His dissertation, tentatively titled “Between Wasteland and Wilderness: Rubber Farms, Nature Reserves, and Rural Life in Southwest China, 1945-2000,” explores three closely related questions: what role did rubber production and nature conservation play in Chinese state formation in the previously unintegrated borderlands of southwest Yunnan? How did ordinary rural people – as well as non-human beings in the local ecologies – resist, shape, or take advantage of the policies, laws, and technologies that came with the spread of rubber trees and the establishment of nature reserves? Finally, how did China’s modern rubber industry and conservation science develop in relation to shifting discourses of resource insecurity (and sustainable development) in the Maoist and post-Mao periods? Ultimately, he hopes to offer an account of how lives of human and non-human beings changed over half of a century in one of our planet’s most biodiverse and culturally diverse regions.
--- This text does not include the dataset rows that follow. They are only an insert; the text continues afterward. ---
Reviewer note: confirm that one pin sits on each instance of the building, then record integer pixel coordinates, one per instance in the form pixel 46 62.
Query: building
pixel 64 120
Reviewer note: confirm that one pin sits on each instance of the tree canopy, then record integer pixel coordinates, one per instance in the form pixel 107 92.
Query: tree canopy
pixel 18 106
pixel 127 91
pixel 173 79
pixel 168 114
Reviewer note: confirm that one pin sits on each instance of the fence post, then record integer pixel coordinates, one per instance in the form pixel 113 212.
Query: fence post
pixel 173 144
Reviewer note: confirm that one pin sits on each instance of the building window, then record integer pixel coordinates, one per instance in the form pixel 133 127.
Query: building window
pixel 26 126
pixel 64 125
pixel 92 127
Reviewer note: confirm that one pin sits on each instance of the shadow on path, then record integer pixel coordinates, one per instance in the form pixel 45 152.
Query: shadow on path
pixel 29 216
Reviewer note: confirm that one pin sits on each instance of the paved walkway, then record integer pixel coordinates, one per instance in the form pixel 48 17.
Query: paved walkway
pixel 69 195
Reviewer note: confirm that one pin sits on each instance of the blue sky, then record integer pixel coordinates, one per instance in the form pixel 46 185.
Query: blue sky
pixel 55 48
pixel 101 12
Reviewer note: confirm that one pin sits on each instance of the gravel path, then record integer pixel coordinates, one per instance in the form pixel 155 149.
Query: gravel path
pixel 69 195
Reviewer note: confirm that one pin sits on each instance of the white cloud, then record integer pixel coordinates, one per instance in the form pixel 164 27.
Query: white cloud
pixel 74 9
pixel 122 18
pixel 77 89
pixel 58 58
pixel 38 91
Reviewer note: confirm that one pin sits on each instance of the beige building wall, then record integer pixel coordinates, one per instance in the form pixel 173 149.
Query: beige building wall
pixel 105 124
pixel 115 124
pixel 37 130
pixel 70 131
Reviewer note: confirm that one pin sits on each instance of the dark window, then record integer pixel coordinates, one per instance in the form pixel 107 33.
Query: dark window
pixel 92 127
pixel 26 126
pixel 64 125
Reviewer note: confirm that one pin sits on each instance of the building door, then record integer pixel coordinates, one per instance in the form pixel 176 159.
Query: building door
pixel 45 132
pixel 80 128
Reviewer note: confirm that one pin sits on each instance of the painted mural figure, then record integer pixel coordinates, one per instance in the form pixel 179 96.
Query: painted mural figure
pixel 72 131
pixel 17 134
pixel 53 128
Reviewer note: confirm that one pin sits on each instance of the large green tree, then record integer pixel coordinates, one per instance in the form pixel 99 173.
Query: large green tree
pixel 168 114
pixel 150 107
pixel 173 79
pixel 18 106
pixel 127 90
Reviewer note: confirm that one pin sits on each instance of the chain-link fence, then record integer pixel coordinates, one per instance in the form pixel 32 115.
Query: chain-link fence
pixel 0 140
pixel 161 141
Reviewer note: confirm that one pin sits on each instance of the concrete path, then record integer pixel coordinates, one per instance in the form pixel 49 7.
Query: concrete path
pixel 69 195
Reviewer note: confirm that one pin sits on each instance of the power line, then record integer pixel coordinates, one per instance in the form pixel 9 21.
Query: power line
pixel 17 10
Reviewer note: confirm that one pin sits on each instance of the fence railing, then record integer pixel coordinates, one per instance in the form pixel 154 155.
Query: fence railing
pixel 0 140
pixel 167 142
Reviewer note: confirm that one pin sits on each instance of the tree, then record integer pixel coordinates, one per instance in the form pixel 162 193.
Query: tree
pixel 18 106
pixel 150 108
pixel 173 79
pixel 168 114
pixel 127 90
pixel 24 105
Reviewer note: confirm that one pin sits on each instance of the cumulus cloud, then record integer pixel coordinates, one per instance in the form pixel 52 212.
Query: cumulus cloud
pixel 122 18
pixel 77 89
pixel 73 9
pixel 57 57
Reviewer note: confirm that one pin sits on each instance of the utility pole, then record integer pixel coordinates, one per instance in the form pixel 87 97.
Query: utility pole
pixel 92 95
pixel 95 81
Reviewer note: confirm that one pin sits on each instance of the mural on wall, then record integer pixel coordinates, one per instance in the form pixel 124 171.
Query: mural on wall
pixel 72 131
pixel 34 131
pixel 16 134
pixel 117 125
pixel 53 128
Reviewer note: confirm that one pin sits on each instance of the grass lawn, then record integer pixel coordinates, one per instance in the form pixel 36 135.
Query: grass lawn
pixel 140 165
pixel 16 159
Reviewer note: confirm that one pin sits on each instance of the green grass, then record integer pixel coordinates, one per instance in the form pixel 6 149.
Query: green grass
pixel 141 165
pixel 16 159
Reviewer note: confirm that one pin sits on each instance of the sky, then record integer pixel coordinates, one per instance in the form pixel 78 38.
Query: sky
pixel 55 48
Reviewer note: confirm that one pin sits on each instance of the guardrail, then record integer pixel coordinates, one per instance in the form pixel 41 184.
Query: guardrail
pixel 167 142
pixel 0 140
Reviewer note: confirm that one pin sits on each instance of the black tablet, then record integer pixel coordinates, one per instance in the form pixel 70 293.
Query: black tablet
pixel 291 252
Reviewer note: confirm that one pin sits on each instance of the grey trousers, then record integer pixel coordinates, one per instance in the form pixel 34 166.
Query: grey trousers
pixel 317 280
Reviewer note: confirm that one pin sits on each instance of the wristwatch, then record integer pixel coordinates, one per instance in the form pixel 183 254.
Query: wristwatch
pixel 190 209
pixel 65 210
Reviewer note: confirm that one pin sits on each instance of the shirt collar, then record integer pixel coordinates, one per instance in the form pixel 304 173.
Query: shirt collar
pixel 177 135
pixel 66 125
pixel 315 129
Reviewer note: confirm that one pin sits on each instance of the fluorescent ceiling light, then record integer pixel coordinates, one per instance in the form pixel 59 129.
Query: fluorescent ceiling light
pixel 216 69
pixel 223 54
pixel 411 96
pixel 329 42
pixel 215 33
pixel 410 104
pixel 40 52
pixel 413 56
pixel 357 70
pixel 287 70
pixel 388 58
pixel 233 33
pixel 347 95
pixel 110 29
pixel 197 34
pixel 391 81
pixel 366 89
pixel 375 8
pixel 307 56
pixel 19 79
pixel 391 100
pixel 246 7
Experiences before coming to Columbia have shaped his current research interests. During his undergraduate years at New York University Abu Dhabi, he studied the history of tea trade between communities in Southwest China and those on the Tibetan Plateau. Upon graduation, he went to Yunnan and spent three years there, working first in the public humanities and then at a village primary school not very far from the Sino-Burmese border. The people and places that he became familiar with during those years continue to be an important source of inspiration for his current research.